Watching Stella stand up to her parents had been like witnessing the final cut of a diseased umbilical cord. Brutal, maybe—but necessary.

And I couldn’t have been prouder of her.

Another exaggerated groan drifted from the bedroom.

I wiped my mouth with the back of my hand and headed toward the bedroom, expecting to find her tangled in the sheets with one hand between her legs.

When I reached the bedroom, Stella wasn’t touching herself, quite the contrary—she lay in the middle of the bed, legs closed and arms stretched out like she was waiting to be pinned on a cross.

“Ughhhh,” she groaned loudly.

I nudged her foot.

“What’s wrong with you?”

“Ugh. What’s wrong with the world?” she grumbled.

“Why don’t you tell me,” I said tugging my T-shirt off.

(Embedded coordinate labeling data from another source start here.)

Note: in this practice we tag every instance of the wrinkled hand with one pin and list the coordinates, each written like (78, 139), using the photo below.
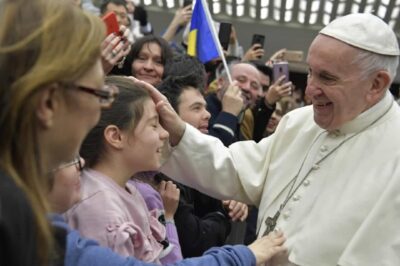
(278, 90)
(232, 100)
(268, 246)
(115, 48)
(170, 196)
(183, 16)
(169, 119)
(255, 52)
(237, 210)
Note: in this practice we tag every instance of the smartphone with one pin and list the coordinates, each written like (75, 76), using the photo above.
(279, 69)
(258, 39)
(110, 19)
(187, 2)
(224, 34)
(293, 56)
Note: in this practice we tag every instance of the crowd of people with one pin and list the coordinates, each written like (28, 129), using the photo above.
(120, 149)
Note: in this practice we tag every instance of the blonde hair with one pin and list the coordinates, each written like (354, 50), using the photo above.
(41, 42)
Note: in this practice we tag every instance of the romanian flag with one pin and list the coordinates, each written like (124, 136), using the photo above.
(202, 41)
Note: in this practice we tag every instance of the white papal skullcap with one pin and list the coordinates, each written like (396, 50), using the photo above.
(364, 31)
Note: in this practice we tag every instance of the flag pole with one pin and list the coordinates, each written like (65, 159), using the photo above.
(216, 40)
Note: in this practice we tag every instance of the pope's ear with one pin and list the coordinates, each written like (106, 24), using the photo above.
(380, 84)
(47, 105)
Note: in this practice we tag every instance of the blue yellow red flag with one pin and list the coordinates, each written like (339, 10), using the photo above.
(202, 41)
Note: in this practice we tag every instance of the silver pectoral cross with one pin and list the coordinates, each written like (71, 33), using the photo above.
(270, 223)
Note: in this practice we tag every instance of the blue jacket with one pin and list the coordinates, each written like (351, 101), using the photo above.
(86, 252)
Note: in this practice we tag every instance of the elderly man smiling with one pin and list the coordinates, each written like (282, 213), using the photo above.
(329, 177)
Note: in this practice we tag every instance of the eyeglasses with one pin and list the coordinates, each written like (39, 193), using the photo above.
(77, 162)
(106, 95)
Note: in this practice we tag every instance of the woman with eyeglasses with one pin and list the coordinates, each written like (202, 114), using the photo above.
(105, 201)
(51, 92)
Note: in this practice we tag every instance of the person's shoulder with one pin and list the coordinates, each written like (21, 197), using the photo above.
(11, 196)
(300, 115)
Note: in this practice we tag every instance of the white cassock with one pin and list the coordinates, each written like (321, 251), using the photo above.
(346, 209)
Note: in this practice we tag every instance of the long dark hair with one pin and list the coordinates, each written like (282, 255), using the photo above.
(166, 54)
(125, 113)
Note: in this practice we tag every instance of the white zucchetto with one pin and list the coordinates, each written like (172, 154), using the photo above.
(365, 31)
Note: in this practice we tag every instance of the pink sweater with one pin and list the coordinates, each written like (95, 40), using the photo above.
(117, 218)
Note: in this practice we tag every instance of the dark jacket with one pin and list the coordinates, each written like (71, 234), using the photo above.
(226, 127)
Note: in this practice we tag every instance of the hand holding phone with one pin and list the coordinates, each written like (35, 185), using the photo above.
(187, 3)
(224, 35)
(279, 69)
(110, 19)
(258, 39)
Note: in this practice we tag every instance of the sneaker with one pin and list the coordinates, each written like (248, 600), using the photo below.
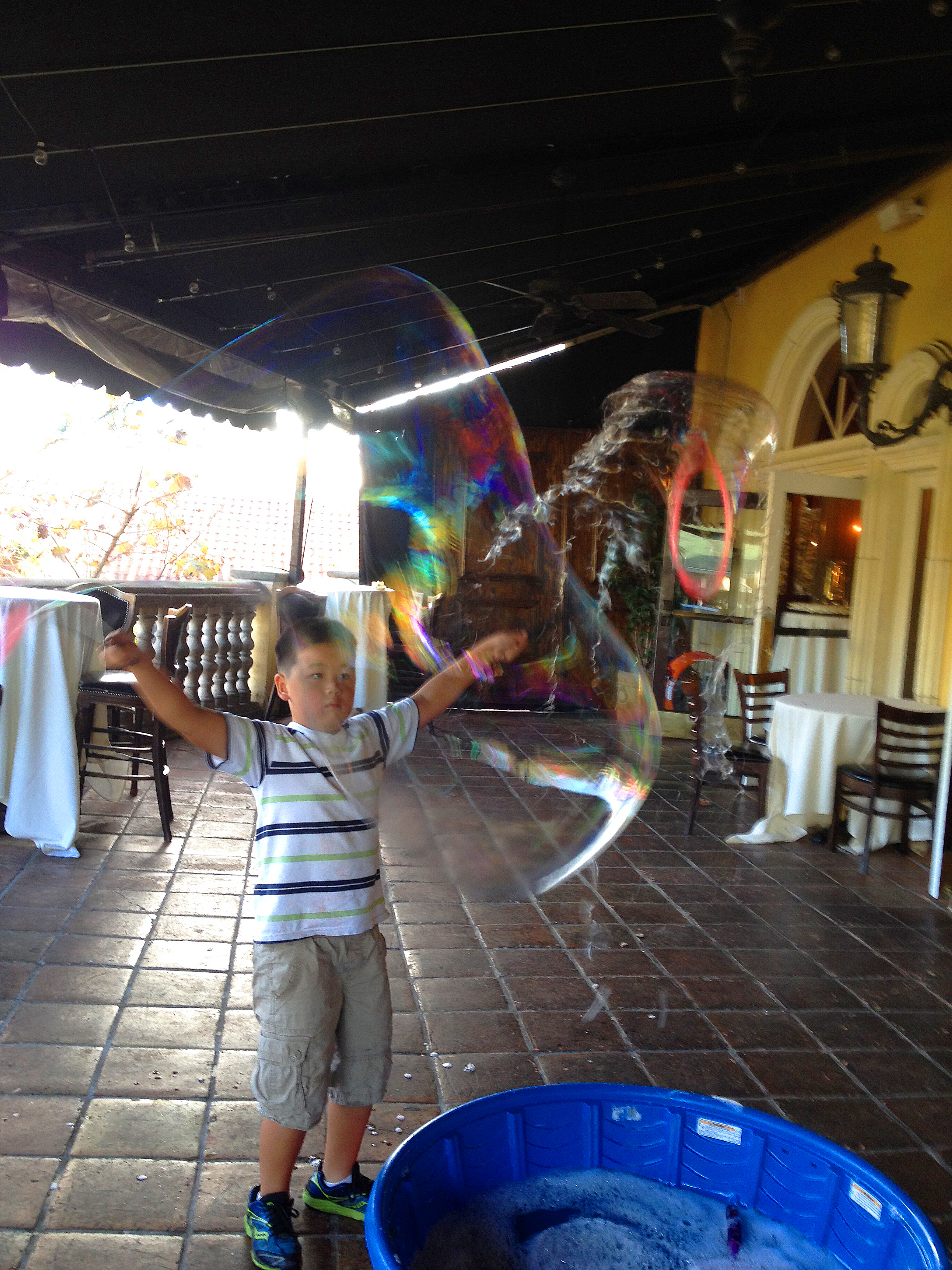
(268, 1226)
(348, 1199)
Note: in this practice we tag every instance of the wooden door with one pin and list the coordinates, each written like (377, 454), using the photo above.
(521, 590)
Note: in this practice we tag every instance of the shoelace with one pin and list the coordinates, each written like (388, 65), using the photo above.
(281, 1217)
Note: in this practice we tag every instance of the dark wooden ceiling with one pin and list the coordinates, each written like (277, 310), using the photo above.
(254, 154)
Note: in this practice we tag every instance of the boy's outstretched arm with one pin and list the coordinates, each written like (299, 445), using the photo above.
(439, 693)
(167, 702)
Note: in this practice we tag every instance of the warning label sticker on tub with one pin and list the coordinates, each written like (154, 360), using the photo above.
(620, 1114)
(720, 1131)
(865, 1201)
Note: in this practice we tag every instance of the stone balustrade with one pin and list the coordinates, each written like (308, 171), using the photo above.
(215, 662)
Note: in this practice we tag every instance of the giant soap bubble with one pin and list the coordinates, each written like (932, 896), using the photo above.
(537, 771)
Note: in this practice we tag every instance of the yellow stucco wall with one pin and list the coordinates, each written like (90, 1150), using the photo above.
(740, 336)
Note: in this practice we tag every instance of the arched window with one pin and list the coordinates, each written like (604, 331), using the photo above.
(830, 405)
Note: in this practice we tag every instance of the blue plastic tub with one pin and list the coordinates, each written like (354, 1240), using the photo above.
(711, 1146)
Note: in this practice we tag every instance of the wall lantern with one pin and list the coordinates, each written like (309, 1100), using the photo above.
(867, 314)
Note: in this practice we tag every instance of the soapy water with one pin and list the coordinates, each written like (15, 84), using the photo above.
(600, 1220)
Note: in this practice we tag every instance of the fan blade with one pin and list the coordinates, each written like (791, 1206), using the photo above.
(633, 326)
(617, 300)
(546, 324)
(513, 291)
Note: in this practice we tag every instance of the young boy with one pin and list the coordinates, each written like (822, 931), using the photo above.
(320, 985)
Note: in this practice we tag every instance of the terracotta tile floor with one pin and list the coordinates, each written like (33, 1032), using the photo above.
(772, 975)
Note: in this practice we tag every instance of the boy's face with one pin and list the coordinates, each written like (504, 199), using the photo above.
(319, 688)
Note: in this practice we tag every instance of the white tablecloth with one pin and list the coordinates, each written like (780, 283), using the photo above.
(366, 614)
(810, 737)
(49, 640)
(816, 663)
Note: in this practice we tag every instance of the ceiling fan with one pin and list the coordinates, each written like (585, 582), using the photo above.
(562, 302)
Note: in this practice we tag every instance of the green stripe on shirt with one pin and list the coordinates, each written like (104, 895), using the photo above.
(303, 798)
(346, 912)
(249, 744)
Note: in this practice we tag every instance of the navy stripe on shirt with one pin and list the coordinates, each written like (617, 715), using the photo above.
(304, 827)
(300, 888)
(280, 768)
(383, 732)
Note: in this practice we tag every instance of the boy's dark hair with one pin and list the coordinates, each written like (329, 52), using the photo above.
(306, 634)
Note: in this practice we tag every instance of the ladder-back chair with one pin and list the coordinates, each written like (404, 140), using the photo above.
(141, 740)
(904, 770)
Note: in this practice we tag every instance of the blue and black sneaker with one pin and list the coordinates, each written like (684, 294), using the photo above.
(347, 1199)
(268, 1226)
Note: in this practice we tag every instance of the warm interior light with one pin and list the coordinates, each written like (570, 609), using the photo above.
(456, 380)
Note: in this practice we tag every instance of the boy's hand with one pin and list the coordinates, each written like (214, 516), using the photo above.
(122, 653)
(499, 647)
(439, 693)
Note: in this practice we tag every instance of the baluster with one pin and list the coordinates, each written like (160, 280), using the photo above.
(221, 662)
(158, 637)
(207, 675)
(145, 621)
(245, 657)
(193, 658)
(231, 674)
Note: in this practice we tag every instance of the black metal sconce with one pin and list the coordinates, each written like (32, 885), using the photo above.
(867, 310)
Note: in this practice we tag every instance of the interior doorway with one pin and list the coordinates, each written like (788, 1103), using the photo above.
(813, 530)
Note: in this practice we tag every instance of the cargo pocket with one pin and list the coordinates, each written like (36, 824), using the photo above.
(277, 1081)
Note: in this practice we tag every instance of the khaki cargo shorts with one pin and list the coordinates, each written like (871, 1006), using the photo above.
(323, 1006)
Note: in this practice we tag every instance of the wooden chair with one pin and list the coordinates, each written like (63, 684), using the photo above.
(758, 695)
(139, 741)
(294, 606)
(117, 607)
(744, 760)
(904, 770)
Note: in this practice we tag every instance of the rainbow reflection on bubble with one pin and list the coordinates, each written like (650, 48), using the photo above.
(545, 765)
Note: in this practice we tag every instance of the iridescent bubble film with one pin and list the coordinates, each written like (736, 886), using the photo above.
(537, 770)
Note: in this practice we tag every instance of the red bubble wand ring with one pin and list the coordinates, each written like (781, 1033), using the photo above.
(696, 459)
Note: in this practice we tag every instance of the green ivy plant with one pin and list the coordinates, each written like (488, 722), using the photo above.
(634, 588)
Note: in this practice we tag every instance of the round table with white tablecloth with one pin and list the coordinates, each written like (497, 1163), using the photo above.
(812, 735)
(366, 614)
(813, 646)
(49, 640)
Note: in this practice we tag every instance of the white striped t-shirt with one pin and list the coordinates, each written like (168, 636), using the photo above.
(317, 840)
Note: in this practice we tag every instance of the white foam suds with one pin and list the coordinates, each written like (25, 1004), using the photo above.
(622, 1223)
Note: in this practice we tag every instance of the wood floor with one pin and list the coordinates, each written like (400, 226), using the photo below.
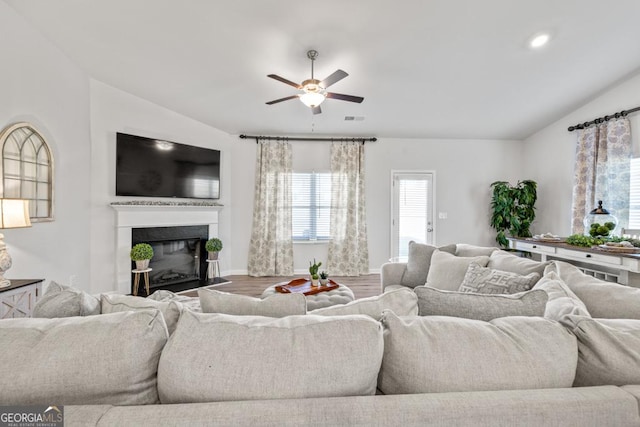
(362, 286)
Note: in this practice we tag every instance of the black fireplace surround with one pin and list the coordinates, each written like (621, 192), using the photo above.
(179, 259)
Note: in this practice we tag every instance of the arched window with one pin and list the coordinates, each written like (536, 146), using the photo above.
(27, 169)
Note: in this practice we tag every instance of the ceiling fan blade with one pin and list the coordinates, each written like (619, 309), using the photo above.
(343, 97)
(333, 78)
(275, 101)
(283, 80)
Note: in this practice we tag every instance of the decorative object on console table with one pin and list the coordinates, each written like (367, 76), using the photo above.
(14, 213)
(313, 270)
(19, 298)
(512, 209)
(141, 253)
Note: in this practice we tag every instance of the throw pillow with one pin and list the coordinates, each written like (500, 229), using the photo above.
(417, 269)
(604, 300)
(485, 280)
(447, 271)
(436, 302)
(65, 301)
(608, 350)
(437, 354)
(110, 359)
(505, 261)
(218, 357)
(277, 305)
(113, 303)
(402, 301)
(562, 300)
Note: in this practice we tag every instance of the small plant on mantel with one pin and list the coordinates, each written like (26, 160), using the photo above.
(141, 253)
(213, 246)
(313, 270)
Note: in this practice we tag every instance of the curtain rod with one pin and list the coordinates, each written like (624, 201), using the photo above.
(290, 138)
(599, 120)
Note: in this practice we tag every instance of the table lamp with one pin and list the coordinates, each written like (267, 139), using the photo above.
(14, 213)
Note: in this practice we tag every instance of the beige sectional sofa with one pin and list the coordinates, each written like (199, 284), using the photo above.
(380, 361)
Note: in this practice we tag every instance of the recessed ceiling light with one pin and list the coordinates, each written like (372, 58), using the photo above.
(539, 40)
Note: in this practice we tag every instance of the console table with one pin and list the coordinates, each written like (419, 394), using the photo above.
(18, 299)
(613, 267)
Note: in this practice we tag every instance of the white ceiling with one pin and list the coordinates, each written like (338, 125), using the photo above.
(427, 69)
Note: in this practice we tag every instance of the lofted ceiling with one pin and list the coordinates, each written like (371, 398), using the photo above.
(427, 69)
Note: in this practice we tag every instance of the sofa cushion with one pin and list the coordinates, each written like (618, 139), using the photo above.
(107, 359)
(485, 280)
(219, 357)
(402, 301)
(467, 250)
(418, 262)
(609, 350)
(447, 271)
(445, 354)
(436, 302)
(562, 300)
(113, 303)
(276, 305)
(65, 301)
(604, 300)
(505, 261)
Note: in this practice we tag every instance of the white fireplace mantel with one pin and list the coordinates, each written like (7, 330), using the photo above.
(155, 214)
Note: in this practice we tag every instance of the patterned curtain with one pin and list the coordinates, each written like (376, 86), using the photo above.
(603, 154)
(348, 251)
(271, 247)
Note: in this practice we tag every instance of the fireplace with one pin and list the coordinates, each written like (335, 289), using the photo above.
(141, 214)
(178, 255)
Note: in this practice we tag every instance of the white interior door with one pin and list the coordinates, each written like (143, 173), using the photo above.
(412, 210)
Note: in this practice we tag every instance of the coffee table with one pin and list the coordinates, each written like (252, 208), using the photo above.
(341, 295)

“Be desirable, but not too sexual. Be attractive, but not too thirsty. Be feminine, but not powerful. Why is it that women are always so fucked?”

“Ah, we can’t control society, but we can make a difference through healing.”

“Hmph. I think my mother needs some healing,” she said, opening one eye.“Are you going to impregnate me or what?”

“What?” I asked, stunned by her question.

“We need to create a different breed of people,” she said lifting her head off the pillow.

“Shouldn’t we get married first?” I asked, scratching my head to wonder how she had managed to flip the switch on me.

“Why would we need to get married?” she asked with a frown.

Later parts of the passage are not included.